The court was therefore reluctant to disqualify the FSM Department of Justice from prosecuting Roosevelt Kansou, Memorina Kansou, and EM-R and ordering their severance from the trial scheduled to start March 13, 2006. No lesser sanction presented itself. As a general principle, a court must impose the least severe sanction that will accomplish the desired result of prompt and full compliance with applicable criminal procedure.

FSM v. Kansou, 13 FSM Intrm. 48, 50 (Chk. 2004); FSM v. Wainit, 11 FSM Intrm. 186, 190-91 (Chk. 2002).

    Kansou has met his burden and established that a disqualified (former) prosecutor (Crabtree) has assisted the current prosecutors in preparing the case against him. The government did not establish, or try to establish, that Crabtree was effectively screened from the prosecutors in this case. The entire FSM Department of Justice is therefore disqualified. State ex rel. Romley v. Superior Court, 908 P.2d 37, 42 (Ariz. Ct. App. 1995); State v. Pennington, 851 P.2d 494, 500-01 (N.M. Ct. App. 1993); see also United States v. Goot, 894 F.2d 231, 234-35 (7th Cir. 1990).

    Severance of joint criminal defendants is a matter of sound judicial discretion. 1A Wright, supra, § 221, at 464-65 (3d ed. 1999). A trial judge is afforded broad discretion under FSM Criminal Rule 14 to grant relief from prejudicial joinder ) to sever defendants or counts from trial. Hartman v. FSM, 5 FSM Intrm. 224, 230 (App. 1991). Defendants Roosevelt Kansou, Memorina Kansou, and EM-R were prejudiced by their joinder in this case when an attorney disqualified from prosecuting them assisted in the trial preparation in February, 2006. The court therefore ordered the severance of the charges against them and the FSM Department of Justice’s disqualification.

V.

    Accordingly, the motion to disqualify the FSM Department of Justice was granted and the case against defendants Roosevelt Kansou, Memorina Kansou, and EM-R severed from that of the other appearing defendants before the other defendants’ pleas were taken, trial had started, or jeopardy had attached.
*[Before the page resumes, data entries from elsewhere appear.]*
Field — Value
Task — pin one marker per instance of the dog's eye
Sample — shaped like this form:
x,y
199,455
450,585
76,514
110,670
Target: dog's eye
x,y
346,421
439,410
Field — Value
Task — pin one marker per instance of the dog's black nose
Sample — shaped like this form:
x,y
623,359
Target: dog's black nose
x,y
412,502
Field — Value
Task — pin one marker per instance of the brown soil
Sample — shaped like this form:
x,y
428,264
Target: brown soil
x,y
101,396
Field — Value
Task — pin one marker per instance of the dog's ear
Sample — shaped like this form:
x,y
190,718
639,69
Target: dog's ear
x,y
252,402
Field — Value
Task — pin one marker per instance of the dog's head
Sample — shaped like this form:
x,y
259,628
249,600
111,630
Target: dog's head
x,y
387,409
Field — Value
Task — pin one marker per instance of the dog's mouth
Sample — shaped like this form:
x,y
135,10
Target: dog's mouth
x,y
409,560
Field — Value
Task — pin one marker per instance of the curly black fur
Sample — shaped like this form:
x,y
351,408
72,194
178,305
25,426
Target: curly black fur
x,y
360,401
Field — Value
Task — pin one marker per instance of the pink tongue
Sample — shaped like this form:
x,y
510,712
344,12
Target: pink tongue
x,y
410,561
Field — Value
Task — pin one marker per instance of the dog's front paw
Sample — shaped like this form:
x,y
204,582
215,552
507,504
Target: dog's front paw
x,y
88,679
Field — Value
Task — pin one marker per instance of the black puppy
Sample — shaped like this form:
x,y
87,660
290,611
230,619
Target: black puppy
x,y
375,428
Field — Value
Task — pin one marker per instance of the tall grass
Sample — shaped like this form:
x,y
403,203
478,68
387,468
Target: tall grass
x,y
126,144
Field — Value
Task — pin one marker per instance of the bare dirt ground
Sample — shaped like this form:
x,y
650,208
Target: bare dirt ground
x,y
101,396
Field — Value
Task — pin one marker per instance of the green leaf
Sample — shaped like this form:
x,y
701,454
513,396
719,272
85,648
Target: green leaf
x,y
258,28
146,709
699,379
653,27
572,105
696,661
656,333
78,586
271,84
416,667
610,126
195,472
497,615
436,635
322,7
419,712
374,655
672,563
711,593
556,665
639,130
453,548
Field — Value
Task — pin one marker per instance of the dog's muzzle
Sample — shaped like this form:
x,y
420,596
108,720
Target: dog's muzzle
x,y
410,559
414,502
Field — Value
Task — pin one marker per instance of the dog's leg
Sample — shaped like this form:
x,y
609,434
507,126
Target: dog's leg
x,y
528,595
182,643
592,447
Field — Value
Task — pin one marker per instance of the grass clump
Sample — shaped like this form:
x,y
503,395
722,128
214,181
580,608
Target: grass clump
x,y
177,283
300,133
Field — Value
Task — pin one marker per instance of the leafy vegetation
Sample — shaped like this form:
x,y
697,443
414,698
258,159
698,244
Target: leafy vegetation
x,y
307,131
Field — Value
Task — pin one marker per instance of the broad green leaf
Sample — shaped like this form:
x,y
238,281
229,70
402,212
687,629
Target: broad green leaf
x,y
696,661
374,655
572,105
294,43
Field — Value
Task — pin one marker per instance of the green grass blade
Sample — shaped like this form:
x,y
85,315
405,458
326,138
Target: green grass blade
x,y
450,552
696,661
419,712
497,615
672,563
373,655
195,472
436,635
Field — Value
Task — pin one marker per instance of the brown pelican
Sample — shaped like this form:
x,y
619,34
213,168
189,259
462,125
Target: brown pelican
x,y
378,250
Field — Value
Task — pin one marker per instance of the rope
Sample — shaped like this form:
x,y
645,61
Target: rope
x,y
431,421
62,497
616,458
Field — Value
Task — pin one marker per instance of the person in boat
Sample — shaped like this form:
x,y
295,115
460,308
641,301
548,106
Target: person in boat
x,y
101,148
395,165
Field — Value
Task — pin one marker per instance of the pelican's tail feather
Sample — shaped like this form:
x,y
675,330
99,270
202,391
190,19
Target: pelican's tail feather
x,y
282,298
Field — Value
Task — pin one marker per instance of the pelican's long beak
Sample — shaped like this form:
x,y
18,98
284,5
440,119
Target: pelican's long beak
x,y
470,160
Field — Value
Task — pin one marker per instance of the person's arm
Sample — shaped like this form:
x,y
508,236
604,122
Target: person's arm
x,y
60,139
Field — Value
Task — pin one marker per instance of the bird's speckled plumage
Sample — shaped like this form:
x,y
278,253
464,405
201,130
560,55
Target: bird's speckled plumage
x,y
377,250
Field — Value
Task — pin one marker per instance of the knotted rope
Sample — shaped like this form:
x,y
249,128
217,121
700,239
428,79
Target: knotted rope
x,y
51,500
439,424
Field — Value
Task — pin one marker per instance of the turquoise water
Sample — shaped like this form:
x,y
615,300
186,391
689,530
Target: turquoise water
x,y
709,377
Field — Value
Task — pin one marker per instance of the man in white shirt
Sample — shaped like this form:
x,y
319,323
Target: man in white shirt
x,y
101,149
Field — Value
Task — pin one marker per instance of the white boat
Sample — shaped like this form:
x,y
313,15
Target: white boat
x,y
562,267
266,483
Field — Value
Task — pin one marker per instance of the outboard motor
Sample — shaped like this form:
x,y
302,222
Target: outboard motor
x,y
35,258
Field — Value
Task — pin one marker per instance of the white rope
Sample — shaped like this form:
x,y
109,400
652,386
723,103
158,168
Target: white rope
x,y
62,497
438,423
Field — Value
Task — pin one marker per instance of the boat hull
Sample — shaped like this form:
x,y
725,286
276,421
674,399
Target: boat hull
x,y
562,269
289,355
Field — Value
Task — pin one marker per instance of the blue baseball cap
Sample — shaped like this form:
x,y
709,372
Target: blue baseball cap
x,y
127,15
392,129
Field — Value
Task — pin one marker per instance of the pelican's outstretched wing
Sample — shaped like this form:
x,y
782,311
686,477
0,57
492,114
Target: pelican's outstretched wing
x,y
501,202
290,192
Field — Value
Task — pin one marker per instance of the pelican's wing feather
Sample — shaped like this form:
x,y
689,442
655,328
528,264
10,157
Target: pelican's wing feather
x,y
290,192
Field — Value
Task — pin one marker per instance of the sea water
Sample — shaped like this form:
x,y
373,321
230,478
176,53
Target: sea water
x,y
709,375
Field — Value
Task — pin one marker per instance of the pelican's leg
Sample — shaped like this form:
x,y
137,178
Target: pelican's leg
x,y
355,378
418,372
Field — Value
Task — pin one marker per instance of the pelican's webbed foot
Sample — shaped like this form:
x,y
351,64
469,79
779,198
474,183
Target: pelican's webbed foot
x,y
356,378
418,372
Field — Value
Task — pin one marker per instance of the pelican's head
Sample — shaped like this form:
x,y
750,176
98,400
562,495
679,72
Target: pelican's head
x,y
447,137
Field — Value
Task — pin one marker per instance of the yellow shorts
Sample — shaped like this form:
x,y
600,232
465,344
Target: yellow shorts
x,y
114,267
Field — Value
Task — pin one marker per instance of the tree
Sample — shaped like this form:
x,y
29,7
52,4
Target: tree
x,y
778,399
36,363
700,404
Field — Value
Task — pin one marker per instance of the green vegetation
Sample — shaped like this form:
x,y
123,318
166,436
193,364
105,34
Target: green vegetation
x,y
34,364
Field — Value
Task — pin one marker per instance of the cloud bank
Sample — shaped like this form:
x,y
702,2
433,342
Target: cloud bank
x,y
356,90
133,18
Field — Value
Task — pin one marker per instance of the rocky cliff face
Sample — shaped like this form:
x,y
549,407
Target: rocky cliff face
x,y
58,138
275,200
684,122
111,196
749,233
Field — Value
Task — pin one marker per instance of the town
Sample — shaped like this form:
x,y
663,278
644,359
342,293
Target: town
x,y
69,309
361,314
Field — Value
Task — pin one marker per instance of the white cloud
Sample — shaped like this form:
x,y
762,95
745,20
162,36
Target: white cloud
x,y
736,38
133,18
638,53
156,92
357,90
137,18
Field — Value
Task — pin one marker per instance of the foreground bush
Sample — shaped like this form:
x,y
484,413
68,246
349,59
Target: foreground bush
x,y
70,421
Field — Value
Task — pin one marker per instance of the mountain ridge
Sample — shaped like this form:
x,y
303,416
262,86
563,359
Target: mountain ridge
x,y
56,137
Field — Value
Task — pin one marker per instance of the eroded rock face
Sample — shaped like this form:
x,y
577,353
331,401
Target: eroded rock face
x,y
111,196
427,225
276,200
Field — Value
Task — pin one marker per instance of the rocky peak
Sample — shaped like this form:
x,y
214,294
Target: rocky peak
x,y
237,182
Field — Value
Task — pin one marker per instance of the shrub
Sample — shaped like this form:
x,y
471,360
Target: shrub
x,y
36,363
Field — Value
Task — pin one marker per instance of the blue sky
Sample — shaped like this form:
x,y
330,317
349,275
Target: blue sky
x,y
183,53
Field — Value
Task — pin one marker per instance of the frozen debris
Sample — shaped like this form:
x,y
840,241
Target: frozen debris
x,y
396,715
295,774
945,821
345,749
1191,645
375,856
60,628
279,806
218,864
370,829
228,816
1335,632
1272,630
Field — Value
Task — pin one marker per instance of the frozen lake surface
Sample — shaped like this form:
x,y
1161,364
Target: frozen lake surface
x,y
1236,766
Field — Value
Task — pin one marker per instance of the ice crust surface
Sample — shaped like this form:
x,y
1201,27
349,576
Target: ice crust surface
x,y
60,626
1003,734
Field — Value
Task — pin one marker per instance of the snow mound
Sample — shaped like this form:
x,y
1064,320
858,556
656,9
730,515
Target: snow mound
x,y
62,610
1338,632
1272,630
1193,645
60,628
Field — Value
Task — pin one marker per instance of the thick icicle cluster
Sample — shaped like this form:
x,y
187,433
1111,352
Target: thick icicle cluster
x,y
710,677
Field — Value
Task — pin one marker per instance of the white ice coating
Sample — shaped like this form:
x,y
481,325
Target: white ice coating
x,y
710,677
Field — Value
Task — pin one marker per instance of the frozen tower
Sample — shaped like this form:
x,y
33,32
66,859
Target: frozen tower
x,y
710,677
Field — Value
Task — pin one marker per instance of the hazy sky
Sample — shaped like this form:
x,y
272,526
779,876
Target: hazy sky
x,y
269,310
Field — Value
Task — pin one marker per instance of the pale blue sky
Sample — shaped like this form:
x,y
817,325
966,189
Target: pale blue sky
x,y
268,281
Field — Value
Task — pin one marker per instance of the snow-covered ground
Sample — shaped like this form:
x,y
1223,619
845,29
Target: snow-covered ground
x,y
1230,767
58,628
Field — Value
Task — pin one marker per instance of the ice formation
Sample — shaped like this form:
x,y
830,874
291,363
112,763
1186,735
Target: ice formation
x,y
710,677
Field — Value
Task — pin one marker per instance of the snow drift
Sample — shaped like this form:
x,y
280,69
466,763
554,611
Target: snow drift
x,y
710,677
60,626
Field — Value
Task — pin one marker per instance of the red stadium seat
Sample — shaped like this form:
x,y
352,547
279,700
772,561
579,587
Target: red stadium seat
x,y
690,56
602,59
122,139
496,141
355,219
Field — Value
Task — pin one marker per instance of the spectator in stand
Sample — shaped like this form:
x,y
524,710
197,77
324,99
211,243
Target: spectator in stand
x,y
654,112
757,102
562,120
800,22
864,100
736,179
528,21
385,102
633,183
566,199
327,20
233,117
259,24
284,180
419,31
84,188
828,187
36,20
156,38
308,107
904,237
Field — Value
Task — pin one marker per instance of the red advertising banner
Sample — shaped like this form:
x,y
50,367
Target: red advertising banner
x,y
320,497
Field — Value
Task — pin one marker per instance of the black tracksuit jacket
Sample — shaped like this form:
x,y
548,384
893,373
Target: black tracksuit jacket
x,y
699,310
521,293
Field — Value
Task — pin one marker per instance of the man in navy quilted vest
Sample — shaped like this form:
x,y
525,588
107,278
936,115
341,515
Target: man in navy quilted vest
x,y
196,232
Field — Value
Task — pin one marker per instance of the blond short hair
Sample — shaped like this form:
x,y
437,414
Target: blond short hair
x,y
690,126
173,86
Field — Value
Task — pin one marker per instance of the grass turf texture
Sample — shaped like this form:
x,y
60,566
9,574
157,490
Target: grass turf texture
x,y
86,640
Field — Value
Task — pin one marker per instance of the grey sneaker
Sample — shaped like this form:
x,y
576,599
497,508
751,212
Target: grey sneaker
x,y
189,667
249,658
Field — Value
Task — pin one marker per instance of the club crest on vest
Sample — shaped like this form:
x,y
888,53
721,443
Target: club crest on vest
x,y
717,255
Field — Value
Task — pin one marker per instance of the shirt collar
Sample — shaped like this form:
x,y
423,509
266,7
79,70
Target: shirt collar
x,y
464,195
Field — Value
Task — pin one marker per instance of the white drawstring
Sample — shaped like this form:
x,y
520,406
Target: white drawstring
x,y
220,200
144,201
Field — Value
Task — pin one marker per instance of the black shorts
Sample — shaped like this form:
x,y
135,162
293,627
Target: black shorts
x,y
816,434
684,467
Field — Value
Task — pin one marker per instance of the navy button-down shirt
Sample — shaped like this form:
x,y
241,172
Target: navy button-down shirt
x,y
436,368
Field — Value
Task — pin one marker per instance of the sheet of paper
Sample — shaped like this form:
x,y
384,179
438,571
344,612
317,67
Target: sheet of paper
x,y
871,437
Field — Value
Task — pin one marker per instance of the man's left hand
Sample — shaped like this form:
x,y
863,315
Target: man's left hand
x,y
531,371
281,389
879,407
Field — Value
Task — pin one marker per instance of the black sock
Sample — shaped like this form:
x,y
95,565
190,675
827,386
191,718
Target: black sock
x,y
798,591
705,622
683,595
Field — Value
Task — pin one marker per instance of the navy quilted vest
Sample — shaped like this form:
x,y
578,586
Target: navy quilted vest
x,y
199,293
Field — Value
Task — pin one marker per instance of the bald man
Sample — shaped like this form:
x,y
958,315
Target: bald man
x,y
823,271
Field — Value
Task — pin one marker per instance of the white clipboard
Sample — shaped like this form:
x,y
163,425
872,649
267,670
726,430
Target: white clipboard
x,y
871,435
_______________________________

Footnotes:

1.  No pleas were taken from defendants Frank Cholymay, RIBC Aggregates Inc., K & I Enterprises, Inc., and Solid Builders and Trading Services because they were not then present before the court. Nor did they proceed to trial. Cf. Ting Hong Oceanic Enterprises v. FSM, 7 FSM Intrm. 471, 477 (App. 1996) (defendants who never appear for trial cannot be tried). The FSM Department of Justice was not disqualified from prosecuting those four defendants.

2.  Although the court must first look to FSM sources of law to establish legal requirements in criminal cases rather than begin with a review of other courts’ cases, Alaphonso v. FSM, 1 FSM Intrm. 209, 214 (App. 1982), when an FSM court has not previously construed an FSM criminal procedure rule which is identical or similar to a U.S. counterpart, the court may look to U.S. sources for guidance in interpreting the rule, see, e.g., Andohn v. FSM, 1 FSM Intrm. 433, 441 (App. 1984); FSM v. Fritz, 13 FSM Intrm. 88, 90 (Chk. 2004); FSM v. Wainit, 12 FSM Intrm. 376, 381 n.3 (Chk. 2004); FSM v. Wainit, 12 FSM Intrm. 105, 109 n.1 (Chk. 2003); FSM v. Wainit, 11 FSM Intrm. 1, 11 n.2 (Chk. 2002). FSM Criminal Procedure Rule 14 is similar to the U.S. Federal Rules of Criminal Procedure Rule 14.

3.  Criminal Procedure "Rule 14 comes into play only if the original joinder was proper. It then permits a severance))or an order to the government to elect))if this is needed to avoid prejudice." 1A Charles Alan Wright, Federal Practice and Procedure § 221, at 465 (3d ed. 1999). Joinder was proper in this case.